La soutenabilité du marché sous-régional des titres publics constitue un point nodal et stratégique, d’une importance capitale pour la stabilité économique des États de la région. Du point de vue de Jean-Philippe AITHNARD, directeur général adjoint de BOAD Titrisation, il est impératif de porter une attention particulière aux risques inhérents à cette situation, notamment ceux liés à la forte dépendance des États vis-à-vis du financement bancaire. En effet, selon lui, le financement de la dette intérieure repose encore, et ce, pour une part significative, sur les banques. Cela se manifeste clairement à travers plusieurs canaux, tels que le marché des titres publics, les appels publics à l’épargne, ainsi que le crédit bancaire direct. Cette concentration excessive expose les États à un double risque particulièrement préoccupant. D’une part, en période de politique monétaire restrictive où les taux d’intérêt sont élevés ou de tensions de liquidité sur le marché, la capacité des banques à souscrire à ces titres peut se contracter de manière significative, ce qui limiterait gravement la capacité de financement public. D’autre part, cela entraînerait une réduction de la marge de manœuvre budgétaire, particulièrement délicate et contre-productive en phase de crise. M. AITHNARD alerte donc sur le fait que cette vulnérabilité peut compromettre non seulement la solvabilité des États, mais également leur capacité à répondre aux besoins immédiats de leurs populations face à des situations économiques défavorables.

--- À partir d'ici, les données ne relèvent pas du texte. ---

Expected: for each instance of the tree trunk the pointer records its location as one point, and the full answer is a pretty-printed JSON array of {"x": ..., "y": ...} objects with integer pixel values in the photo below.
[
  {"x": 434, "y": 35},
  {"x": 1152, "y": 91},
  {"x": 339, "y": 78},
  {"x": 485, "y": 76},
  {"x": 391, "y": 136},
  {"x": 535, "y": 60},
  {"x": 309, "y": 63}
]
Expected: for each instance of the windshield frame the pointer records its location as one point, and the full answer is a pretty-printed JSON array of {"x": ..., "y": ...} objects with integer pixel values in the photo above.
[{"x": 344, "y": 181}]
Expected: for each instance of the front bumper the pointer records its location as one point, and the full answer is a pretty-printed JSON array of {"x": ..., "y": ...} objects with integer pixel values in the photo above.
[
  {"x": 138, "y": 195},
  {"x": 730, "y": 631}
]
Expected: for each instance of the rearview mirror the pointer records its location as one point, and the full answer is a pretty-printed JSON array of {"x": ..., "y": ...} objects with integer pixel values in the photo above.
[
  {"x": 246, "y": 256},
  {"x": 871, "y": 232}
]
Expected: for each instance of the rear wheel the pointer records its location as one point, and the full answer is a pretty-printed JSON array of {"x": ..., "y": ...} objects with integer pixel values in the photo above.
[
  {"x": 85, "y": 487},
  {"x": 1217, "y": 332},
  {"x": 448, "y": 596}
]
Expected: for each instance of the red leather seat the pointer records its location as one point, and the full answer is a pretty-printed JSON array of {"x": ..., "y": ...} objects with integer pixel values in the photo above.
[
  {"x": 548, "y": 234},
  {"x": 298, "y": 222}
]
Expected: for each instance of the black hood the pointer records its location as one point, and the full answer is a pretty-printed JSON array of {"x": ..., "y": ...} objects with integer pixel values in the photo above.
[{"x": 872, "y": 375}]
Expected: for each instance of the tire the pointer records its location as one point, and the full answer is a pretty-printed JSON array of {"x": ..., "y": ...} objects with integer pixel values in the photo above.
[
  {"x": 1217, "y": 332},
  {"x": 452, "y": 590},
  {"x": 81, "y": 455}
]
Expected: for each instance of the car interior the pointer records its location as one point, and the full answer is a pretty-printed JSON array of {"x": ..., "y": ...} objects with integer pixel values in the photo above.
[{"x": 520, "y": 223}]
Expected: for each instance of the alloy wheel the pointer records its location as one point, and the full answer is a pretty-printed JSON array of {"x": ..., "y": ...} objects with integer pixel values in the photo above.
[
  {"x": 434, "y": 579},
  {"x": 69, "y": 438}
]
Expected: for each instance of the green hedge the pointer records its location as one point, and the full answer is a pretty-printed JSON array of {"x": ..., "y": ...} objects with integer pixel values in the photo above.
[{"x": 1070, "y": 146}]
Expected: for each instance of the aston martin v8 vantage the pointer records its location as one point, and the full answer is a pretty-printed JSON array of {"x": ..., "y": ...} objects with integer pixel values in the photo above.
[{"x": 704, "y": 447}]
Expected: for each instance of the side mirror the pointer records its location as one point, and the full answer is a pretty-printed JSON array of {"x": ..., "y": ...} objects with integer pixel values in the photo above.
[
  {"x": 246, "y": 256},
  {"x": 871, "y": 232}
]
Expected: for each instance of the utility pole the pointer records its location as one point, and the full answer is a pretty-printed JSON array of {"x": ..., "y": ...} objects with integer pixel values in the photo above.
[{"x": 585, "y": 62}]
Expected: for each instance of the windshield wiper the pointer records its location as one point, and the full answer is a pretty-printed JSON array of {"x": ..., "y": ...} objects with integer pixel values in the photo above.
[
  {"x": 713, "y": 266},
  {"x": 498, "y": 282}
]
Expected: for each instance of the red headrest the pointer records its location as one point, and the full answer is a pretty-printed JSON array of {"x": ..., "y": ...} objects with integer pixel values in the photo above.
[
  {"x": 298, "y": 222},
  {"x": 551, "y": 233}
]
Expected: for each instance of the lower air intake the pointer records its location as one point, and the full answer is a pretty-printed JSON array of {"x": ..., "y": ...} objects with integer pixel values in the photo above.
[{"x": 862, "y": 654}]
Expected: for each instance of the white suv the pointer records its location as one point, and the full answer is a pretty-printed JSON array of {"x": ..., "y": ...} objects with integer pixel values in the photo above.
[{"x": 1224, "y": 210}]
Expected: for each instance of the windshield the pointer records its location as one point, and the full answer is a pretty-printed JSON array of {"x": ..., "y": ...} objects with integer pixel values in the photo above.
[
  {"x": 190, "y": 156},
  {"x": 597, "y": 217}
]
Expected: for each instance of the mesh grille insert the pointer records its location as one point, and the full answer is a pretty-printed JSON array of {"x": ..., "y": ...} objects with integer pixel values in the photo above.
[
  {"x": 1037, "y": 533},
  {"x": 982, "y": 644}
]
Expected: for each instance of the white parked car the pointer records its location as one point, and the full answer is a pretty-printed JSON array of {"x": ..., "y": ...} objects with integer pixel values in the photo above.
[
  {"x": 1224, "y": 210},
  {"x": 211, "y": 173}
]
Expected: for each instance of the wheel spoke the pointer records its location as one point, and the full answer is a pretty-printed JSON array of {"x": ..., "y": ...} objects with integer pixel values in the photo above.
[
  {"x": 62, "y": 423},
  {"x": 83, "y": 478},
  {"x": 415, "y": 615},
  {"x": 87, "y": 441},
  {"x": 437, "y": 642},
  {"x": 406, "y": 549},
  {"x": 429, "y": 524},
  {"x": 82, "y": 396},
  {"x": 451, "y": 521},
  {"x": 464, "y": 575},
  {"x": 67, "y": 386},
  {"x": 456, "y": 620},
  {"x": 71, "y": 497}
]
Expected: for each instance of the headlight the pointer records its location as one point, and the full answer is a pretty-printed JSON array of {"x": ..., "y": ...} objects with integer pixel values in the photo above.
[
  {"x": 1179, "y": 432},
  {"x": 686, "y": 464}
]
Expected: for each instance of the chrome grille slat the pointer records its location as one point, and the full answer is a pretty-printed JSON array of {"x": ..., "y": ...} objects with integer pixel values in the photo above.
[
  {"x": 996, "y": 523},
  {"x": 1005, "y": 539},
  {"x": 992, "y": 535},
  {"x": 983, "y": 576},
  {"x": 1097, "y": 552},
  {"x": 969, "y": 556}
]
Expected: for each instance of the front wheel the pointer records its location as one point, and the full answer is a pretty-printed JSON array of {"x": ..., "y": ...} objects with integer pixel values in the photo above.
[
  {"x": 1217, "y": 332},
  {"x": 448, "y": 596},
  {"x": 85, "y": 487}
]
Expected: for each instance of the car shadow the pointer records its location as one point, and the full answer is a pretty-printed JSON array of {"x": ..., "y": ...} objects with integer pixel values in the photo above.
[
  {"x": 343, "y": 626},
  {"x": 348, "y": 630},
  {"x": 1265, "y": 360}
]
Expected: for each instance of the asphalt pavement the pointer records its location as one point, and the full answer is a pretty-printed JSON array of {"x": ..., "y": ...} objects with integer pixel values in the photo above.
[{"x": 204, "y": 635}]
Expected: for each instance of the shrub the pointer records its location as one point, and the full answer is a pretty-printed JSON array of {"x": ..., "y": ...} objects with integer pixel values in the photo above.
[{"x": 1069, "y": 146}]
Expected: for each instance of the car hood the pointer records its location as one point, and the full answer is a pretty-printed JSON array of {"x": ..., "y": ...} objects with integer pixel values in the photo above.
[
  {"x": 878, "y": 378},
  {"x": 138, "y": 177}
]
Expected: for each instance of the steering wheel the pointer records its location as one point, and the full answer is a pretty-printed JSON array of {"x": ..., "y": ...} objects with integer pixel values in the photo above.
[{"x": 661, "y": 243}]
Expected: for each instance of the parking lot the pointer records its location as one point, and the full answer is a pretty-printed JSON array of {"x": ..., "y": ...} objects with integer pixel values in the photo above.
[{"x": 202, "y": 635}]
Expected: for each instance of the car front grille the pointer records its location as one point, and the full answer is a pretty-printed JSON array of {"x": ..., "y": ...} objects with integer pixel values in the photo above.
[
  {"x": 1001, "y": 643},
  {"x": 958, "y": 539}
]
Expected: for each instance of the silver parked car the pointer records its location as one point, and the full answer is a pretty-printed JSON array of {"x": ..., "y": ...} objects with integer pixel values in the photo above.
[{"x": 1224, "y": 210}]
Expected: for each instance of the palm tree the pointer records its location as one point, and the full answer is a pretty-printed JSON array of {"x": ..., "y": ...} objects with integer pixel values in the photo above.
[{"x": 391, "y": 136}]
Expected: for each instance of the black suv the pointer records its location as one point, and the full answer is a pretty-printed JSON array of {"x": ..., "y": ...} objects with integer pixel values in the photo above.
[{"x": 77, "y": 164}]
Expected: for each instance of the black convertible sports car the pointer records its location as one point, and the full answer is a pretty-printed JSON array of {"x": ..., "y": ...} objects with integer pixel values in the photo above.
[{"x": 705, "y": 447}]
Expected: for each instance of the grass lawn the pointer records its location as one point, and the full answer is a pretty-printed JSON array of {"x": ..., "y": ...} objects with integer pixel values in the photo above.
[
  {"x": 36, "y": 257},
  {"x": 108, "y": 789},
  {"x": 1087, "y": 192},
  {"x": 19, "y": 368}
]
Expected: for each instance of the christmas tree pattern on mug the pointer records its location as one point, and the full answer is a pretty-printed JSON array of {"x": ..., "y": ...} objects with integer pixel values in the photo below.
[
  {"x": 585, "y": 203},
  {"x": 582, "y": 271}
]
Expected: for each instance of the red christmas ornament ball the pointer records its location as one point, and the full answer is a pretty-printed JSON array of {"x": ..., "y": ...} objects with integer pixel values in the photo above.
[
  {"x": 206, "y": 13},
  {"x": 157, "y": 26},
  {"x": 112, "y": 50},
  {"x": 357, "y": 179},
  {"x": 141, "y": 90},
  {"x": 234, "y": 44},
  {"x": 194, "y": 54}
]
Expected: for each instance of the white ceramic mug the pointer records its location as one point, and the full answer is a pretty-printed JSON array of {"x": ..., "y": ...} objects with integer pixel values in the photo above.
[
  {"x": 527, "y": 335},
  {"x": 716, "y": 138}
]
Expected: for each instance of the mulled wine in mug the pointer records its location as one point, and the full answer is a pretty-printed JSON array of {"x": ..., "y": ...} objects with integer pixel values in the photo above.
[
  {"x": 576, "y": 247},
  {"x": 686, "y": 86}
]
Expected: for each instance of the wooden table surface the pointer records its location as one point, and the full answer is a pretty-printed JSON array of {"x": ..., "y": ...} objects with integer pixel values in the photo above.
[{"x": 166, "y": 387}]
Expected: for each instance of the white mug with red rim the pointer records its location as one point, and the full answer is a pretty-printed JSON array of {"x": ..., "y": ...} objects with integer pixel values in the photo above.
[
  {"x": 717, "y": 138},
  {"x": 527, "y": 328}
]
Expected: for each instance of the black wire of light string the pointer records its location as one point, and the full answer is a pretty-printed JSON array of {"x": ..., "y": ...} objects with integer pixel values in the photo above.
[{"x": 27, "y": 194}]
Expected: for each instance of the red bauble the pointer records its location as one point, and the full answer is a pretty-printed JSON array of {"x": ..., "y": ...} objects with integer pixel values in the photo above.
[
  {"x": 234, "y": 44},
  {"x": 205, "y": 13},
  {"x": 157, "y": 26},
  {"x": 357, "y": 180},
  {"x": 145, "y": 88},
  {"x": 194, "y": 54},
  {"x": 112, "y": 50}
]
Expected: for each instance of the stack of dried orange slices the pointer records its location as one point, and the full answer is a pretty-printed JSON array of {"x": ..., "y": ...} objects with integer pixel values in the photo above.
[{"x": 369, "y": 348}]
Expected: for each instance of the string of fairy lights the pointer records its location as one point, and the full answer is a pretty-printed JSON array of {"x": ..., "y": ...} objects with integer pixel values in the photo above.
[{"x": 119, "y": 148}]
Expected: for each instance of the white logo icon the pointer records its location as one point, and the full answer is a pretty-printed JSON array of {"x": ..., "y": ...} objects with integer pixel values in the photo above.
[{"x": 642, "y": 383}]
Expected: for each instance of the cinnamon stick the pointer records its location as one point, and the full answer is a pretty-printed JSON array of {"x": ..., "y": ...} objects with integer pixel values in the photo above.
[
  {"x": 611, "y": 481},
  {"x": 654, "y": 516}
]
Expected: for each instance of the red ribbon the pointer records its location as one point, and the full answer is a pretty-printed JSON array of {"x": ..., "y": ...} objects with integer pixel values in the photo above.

Une fondation diversifiée pour accueillir davantage

 Jean-Philippe Ettenard a cependant souligné des signaux encourageants au sein du paysage économique actuel, notamment la progression notable des comptes clients dans les souscriptions récentes, ce qui reflète une implication croissante et significative des investisseurs non bancaires dans le développement du marché financier. Ces évolutions positives sont le résultat d’efforts soutenus pour stimuler l’intérêt et l’engagement de ce type d’investisseurs.

Il a également plaidé pour une diversification accrue de la base des détenteurs de la dette intérieure, arguant de l’importance d’explorer diverses avenues pour atteindre cet objectif ambitieux. Parmi les stratégies envisagées, il a mentionné le rôle potentiel crucial que pourraient jouer les fonds de pension et les compagnies d’assurances-vie dans l’amélioration de cette diversité, tout en appelant à une participation plus active des ménages. Pour ce faire, il a souligné la nécessité d’établir des mécanismes de souscription qui soient non seulement plus accessibles, mais qui soient également conçus pour encourager la participation de la population générale.

En outre, il a proposé l’idée d’introduire des instruments innovants, s’inspirant de pratiques et d’expériences internationales réussies, pour élargir l’accès au marché et le rendre plus inclusif. Au fur et à mesure des échanges au sein du panel, qui a réuni des acteurs expérimentés et des experts clés du financement à long terme, une équation claire a émergé : sans une diversification substantielle des investisseurs, sans l’établissement de benchmarks à long terme, et sans un marché secondaire qui soit plus liquide, il devient inévitable que l’absorption de capitaux supplémentaires engendrera des coûts considérablement plus élevés pour l’ensemble des acteurs impliqués dans ce système économique.

Un consensus s’est dégagé parmi les experts et les acteurs du secteur financier : renforcer la capacité d’absorption du marché des titres publics ne répond pas uniquement à un besoin de financement des États, mais cela constitue également une stratégie essentielle pour le développement global du système financier régional. En effet, en élargissant les capacités d’absorption, le marché des titres publics peut devenir un véritable levier de croissance qui soutient l’investissement sur divers projets d’infrastructure, favorisant ainsi l’innovation et la création d’emplois. 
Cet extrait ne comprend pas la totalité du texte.